Derin deniz madenciliğinin artık açık destekçileri olsa da, diğer uluslar çok daha dikkatli.

2022’de Palau, uluslararası sularda madencilik üzerine bir moratoryum çağrısı yapan bir ittifak başlattı. Erken imzalayanlar arasında Fiji, Amerikan Samoası ve Mikronezya Federal Eyaletleri vardı. O zamandan beri Tuvalu, Vanuatu ve Marshall Adaları ve düzinelerce başka ülkeye katıldı. PNG henüz katılmadı.

Bu Pasifik devletlerinden muhalefet, bilginin sınırlı olduğu ve hasar mümkün olduğunda dikkatli olmayı destekleyen ihtiyati ilkeye dayanmaktadır.

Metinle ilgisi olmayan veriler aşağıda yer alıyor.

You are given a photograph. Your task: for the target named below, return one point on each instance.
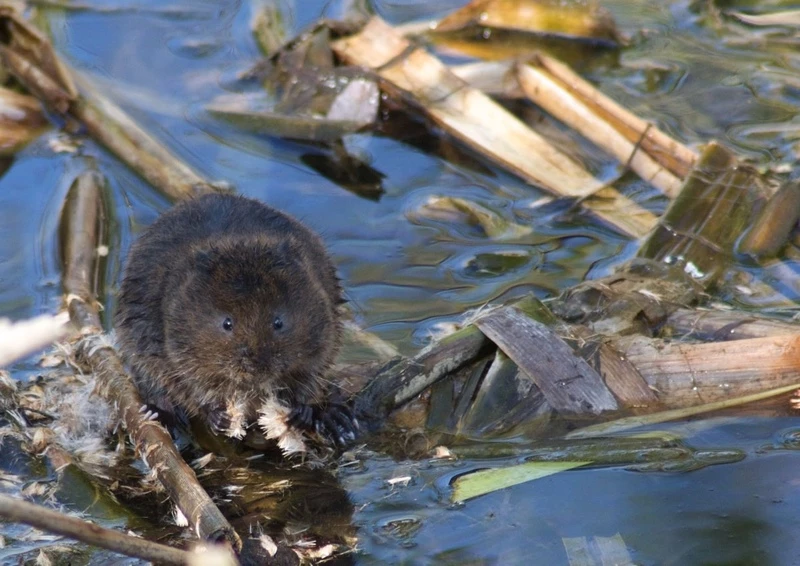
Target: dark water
(698, 76)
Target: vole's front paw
(219, 421)
(334, 421)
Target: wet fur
(224, 256)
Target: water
(698, 76)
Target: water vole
(228, 302)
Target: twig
(52, 521)
(553, 97)
(28, 55)
(402, 380)
(473, 118)
(23, 338)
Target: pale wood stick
(689, 374)
(670, 153)
(24, 337)
(52, 521)
(476, 120)
(551, 96)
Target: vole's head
(253, 319)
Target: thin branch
(52, 521)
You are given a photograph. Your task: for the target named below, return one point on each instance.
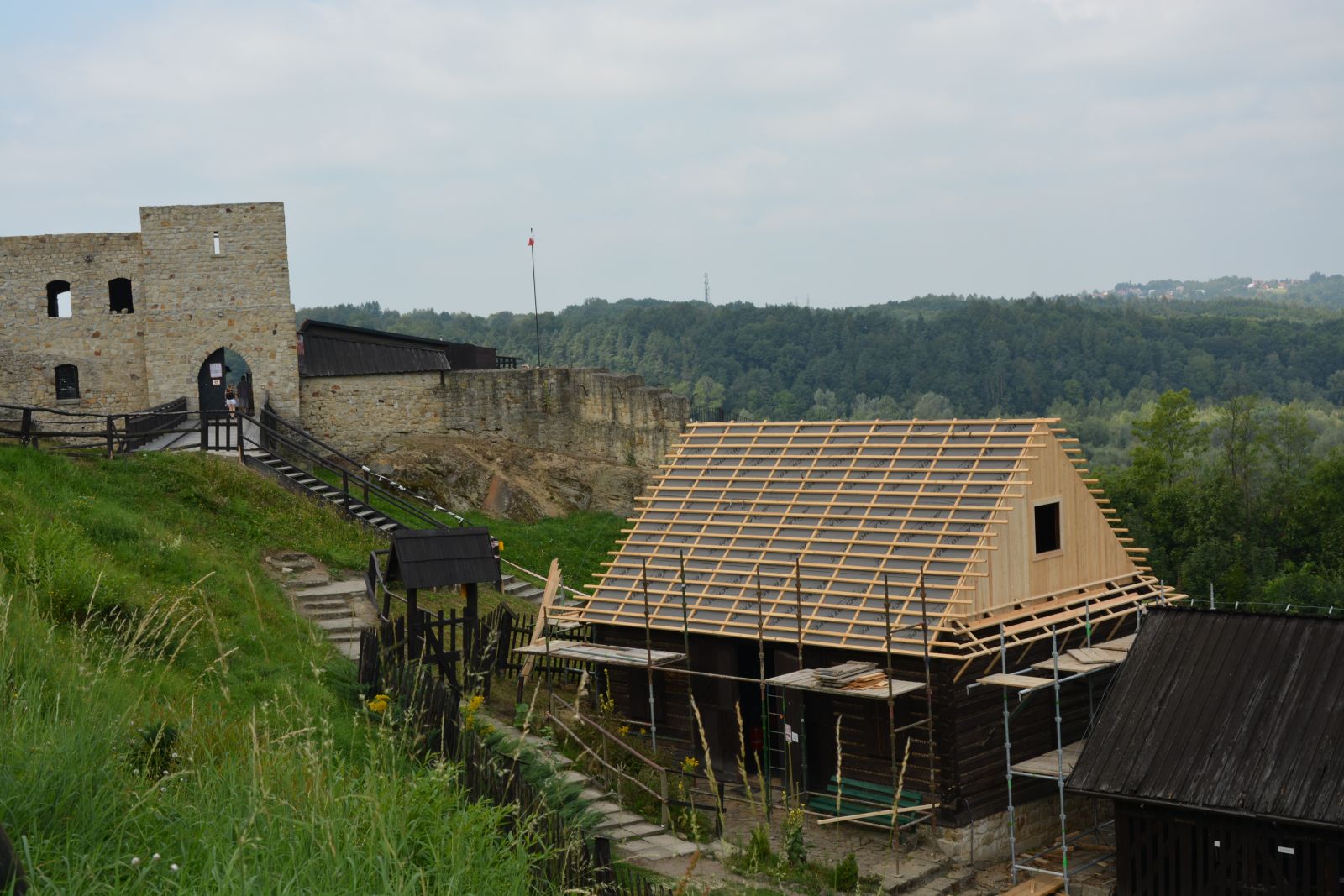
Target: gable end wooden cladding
(759, 530)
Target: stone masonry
(188, 301)
(588, 412)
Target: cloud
(416, 140)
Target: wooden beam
(553, 587)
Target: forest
(1214, 422)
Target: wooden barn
(1222, 745)
(922, 553)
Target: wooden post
(665, 815)
(553, 584)
(470, 626)
(413, 629)
(648, 658)
(803, 699)
(924, 613)
(891, 718)
(765, 703)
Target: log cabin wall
(1167, 851)
(968, 766)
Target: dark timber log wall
(968, 765)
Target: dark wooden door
(210, 387)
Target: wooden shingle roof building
(772, 548)
(1222, 743)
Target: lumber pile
(851, 676)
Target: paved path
(632, 836)
(339, 607)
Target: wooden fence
(430, 705)
(504, 631)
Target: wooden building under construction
(938, 551)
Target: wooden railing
(87, 432)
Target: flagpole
(537, 315)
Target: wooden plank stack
(851, 676)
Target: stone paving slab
(349, 624)
(620, 820)
(354, 586)
(638, 831)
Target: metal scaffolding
(1063, 668)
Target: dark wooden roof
(436, 558)
(1227, 712)
(336, 349)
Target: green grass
(132, 602)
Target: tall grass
(165, 728)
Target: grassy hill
(168, 725)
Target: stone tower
(123, 322)
(218, 277)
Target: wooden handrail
(606, 734)
(605, 763)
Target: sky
(842, 152)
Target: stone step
(655, 848)
(618, 819)
(324, 604)
(349, 624)
(916, 871)
(349, 586)
(635, 831)
(331, 613)
(956, 882)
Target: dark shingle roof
(434, 558)
(336, 349)
(1229, 712)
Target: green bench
(858, 797)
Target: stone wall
(586, 412)
(358, 414)
(201, 301)
(1037, 826)
(107, 348)
(188, 301)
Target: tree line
(929, 356)
(1233, 497)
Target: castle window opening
(118, 296)
(67, 382)
(58, 300)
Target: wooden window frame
(1059, 526)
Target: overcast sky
(853, 152)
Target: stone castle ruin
(120, 322)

Pasifik gençliği, derin deniz madenciliğinin en önde gelen rakipleri arasındadır. Sivil toplumu, inanç gruplarını, kadın örgütlerini ve gençlik ağlarını birleştiren Bölgesel Pasifik Mavi Hat Koalisyonu, bölgede sürekli olarak tamamen yasak çağırdı. Gençler, gençlerin sınırlı konsültasyonu eleştirdiğini ve planlara ve gençlerin şeffaflık talep ettiği Cook Adaları’na karşı yürüdüğü Tonga gibi uluslarda kamuoyu konuştular.

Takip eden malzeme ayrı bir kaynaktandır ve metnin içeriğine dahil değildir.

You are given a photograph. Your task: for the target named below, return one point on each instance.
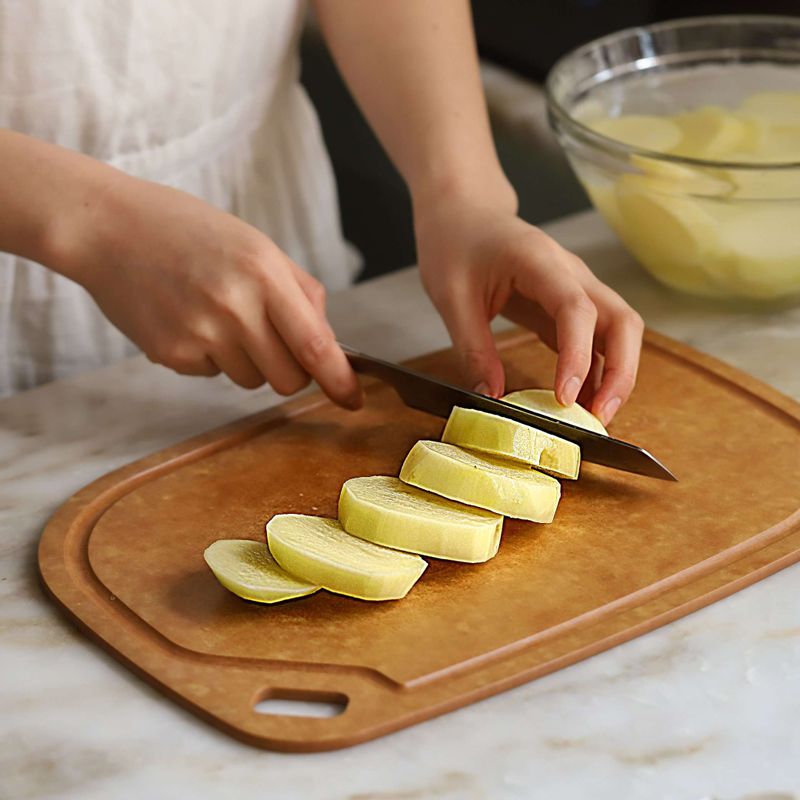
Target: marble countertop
(706, 707)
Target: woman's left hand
(478, 260)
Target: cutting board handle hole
(300, 703)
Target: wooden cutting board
(124, 556)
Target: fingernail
(569, 391)
(609, 409)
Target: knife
(437, 397)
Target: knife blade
(429, 394)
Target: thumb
(474, 345)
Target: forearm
(413, 68)
(45, 193)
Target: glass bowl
(722, 225)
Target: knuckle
(634, 319)
(578, 303)
(249, 381)
(286, 385)
(317, 290)
(183, 357)
(474, 359)
(227, 298)
(314, 349)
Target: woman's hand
(200, 291)
(478, 260)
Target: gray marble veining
(703, 709)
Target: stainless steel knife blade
(437, 397)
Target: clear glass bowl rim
(615, 147)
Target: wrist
(488, 188)
(76, 240)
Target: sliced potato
(766, 184)
(682, 179)
(320, 551)
(765, 246)
(500, 486)
(247, 569)
(505, 438)
(388, 512)
(674, 237)
(640, 130)
(712, 132)
(544, 401)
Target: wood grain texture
(625, 554)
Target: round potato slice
(675, 237)
(322, 552)
(388, 512)
(505, 438)
(544, 401)
(764, 242)
(713, 132)
(500, 486)
(682, 180)
(247, 569)
(639, 130)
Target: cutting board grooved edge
(382, 703)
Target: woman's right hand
(200, 291)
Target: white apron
(202, 95)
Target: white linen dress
(202, 95)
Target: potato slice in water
(644, 131)
(322, 552)
(544, 401)
(500, 486)
(682, 179)
(712, 132)
(765, 248)
(247, 569)
(388, 512)
(506, 438)
(675, 237)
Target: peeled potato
(681, 179)
(673, 236)
(388, 512)
(544, 401)
(712, 132)
(766, 184)
(764, 244)
(639, 130)
(506, 438)
(247, 569)
(500, 486)
(320, 551)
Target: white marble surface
(707, 707)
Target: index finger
(312, 342)
(622, 345)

Bir bulutun altındaki itibar?

Pasifik liderleri, 1.5 ° C hedefini savunmaktan, Güney Pasifik Üniversitesi’nden öğrenciler tarafından başlatılan bir davaya yanıt olarak dünyanın üst mahkemesi tarafından yayınlanan iklim değişikliğine ilişkin yeni danışma görüşüne kadar ilkeli iklim diplomasileri için dünya çapında bir üne kavuştu.

Bazı Pasifik liderleri kapıyı tamamen derin deniz madenciliğine açarsa, bölgenin çevre konularında birleşik cephesini zayıflatma ve güvenilirliğini tehdit etme riskiyle karşı karşıya kalır.

Bunun oynama şekli, dünyanın Pasifik’i iklim ve okyanusları önümüzdeki yıllarda nasıl duyduğunu şekillendirecektir.